この意味においても人は、その生において時々、病や死を覚えることは意味深い経験のようにも思われてくる。そして人の心の中には、何か大切なことのため、また大切な人のため生命を使いたいという「献身」への根強い欲求があるのも事実である。
聖書の中に一つの重い言葉がある。「神の前に富む」(ルカ一二・二一)とか「天に宝を積む」(マタイ一九・二一)という表現である。
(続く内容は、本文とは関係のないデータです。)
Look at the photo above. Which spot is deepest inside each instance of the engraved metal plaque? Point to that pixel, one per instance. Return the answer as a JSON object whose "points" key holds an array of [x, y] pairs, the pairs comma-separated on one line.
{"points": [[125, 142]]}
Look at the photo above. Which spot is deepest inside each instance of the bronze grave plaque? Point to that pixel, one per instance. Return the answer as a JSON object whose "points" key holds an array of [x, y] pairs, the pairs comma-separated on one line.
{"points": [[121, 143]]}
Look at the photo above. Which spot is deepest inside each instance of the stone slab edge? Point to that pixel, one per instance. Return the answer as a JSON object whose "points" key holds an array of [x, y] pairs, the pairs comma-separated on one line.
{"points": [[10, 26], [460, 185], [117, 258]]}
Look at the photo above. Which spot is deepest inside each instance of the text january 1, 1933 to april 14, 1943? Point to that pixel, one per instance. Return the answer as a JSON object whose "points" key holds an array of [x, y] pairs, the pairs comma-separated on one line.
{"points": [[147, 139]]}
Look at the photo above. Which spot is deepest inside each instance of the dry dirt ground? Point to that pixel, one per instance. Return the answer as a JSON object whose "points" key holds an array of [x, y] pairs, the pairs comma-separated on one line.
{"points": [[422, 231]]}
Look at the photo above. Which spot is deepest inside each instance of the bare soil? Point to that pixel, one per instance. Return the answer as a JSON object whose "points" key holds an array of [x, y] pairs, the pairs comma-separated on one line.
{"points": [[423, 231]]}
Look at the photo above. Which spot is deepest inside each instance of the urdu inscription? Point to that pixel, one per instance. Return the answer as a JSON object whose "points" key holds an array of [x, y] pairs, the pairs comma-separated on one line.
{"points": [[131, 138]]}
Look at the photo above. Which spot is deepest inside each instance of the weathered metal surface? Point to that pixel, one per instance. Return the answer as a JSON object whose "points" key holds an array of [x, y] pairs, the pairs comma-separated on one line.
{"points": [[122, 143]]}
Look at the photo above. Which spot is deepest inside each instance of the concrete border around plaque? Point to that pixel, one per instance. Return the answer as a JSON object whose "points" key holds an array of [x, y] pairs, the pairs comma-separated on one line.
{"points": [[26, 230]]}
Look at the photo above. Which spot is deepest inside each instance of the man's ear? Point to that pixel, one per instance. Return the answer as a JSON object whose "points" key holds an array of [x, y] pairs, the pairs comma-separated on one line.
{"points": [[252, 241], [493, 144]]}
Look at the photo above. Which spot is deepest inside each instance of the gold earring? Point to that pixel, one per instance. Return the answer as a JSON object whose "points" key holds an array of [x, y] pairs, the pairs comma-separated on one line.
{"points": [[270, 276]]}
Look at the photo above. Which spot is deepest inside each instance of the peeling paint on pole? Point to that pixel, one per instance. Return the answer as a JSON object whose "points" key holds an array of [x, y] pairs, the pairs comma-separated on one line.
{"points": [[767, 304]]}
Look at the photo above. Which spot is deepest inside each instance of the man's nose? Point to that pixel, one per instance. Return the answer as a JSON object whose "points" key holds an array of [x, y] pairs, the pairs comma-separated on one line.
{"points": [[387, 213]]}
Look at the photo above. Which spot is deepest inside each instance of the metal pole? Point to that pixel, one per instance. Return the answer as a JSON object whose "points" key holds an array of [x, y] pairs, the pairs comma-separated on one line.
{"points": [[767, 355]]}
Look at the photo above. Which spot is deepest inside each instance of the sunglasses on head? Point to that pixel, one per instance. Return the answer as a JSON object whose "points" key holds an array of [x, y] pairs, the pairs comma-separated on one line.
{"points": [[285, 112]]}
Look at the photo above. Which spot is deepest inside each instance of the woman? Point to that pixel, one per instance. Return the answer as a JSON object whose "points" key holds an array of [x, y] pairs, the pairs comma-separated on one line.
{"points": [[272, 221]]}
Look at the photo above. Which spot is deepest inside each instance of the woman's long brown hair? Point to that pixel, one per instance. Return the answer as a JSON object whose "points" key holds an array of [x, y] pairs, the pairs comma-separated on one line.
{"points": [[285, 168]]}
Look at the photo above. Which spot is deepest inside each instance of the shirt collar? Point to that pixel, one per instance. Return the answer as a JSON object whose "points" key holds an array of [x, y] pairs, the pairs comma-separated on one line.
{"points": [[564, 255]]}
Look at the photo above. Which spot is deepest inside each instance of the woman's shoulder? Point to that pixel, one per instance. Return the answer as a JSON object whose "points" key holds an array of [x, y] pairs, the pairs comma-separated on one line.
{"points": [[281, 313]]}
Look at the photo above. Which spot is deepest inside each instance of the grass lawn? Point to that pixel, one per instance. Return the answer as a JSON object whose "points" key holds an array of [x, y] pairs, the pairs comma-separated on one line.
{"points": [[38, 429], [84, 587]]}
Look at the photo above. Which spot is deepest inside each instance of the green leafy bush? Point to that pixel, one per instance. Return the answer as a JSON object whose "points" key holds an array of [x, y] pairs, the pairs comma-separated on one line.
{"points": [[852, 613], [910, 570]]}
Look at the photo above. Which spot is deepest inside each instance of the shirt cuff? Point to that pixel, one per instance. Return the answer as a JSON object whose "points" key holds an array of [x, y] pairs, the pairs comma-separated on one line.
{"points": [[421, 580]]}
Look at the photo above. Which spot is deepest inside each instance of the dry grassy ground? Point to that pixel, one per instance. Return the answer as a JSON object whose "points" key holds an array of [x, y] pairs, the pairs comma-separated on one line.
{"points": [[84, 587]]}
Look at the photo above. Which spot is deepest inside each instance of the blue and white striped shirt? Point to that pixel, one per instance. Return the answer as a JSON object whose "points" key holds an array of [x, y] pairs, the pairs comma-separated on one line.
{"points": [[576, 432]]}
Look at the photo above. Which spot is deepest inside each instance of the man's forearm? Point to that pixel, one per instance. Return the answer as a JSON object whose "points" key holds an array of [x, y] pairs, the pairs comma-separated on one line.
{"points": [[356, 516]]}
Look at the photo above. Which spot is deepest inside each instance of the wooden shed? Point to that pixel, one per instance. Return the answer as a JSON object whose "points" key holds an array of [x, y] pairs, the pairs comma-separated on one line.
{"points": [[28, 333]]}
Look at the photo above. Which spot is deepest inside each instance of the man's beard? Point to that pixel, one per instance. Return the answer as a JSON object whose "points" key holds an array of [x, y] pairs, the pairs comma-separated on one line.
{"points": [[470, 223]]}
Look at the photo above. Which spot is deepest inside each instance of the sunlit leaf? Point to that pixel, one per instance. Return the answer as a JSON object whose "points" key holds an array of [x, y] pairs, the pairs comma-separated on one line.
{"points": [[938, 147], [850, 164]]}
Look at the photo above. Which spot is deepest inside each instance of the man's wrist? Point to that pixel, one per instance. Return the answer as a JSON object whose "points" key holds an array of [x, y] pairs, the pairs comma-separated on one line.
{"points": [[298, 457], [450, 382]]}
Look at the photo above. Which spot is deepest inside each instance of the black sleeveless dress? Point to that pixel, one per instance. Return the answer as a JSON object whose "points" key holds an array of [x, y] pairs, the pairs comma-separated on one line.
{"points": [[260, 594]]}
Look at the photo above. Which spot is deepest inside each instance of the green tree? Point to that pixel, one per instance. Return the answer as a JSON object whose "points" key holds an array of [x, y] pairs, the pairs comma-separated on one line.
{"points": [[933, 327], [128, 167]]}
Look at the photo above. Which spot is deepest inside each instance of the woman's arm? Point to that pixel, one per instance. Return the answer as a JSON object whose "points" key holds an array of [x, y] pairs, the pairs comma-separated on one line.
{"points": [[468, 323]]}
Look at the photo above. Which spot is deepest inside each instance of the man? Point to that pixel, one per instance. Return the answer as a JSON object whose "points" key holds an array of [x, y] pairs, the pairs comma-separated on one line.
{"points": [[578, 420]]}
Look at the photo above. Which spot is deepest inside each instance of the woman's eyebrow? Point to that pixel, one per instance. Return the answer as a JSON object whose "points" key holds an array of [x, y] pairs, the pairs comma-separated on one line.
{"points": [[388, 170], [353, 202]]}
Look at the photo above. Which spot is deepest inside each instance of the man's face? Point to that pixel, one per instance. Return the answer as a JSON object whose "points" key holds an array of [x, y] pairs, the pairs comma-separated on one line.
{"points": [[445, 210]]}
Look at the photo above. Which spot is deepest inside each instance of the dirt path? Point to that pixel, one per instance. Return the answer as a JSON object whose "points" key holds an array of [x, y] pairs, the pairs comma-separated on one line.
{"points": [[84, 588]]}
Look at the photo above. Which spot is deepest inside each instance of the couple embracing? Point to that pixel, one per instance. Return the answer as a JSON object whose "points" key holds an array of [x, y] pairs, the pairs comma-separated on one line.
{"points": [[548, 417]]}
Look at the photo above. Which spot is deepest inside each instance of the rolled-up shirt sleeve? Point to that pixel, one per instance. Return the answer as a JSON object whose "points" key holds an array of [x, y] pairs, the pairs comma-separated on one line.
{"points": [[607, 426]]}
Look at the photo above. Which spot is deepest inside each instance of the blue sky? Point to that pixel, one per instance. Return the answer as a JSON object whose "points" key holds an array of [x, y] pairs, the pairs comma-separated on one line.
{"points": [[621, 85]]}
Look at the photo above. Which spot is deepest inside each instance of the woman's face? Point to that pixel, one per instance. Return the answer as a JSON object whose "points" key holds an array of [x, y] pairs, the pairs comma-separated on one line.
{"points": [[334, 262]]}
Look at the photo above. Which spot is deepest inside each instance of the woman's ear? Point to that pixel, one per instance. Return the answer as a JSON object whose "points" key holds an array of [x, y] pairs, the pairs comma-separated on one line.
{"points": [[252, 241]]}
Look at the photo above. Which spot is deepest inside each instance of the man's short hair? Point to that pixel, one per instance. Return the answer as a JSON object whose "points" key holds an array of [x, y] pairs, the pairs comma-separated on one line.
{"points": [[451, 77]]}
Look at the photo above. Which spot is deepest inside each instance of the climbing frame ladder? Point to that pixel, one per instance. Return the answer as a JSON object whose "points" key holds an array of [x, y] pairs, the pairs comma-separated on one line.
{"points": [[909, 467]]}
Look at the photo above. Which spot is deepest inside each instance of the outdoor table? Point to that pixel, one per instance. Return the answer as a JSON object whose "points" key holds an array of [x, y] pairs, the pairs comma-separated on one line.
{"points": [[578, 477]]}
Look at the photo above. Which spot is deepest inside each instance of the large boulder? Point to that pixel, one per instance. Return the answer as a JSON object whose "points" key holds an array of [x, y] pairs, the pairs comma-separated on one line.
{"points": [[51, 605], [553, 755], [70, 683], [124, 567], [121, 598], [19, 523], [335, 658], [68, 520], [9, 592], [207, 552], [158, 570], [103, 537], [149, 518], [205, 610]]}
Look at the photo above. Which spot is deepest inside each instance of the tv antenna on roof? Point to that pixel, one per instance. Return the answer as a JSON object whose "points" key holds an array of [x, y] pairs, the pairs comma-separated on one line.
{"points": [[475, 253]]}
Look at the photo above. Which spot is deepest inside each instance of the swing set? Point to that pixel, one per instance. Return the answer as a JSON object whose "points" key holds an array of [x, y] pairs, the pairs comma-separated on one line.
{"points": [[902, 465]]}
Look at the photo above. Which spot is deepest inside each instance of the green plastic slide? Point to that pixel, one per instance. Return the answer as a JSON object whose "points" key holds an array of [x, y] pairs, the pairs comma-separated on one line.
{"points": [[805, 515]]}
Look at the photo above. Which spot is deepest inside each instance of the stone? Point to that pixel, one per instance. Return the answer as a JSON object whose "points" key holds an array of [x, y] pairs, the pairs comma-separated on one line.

私たちはいったいこの与えられた生命を何に使っているのだろうか。ただ一つ私たちの生命は、「与えられたもの」であって、自分が「手に入れた」ものでないことだけは確かである。とすれば私たちの置かれた現実は、この不況下、とにかく追われる生活であり、自分のことで精一杯なことは確かであるが、時にふと立ち止まって身近にある者との時間を大切にし、人間らしい心に立ち帰ることも大切なことの一つにちがいない。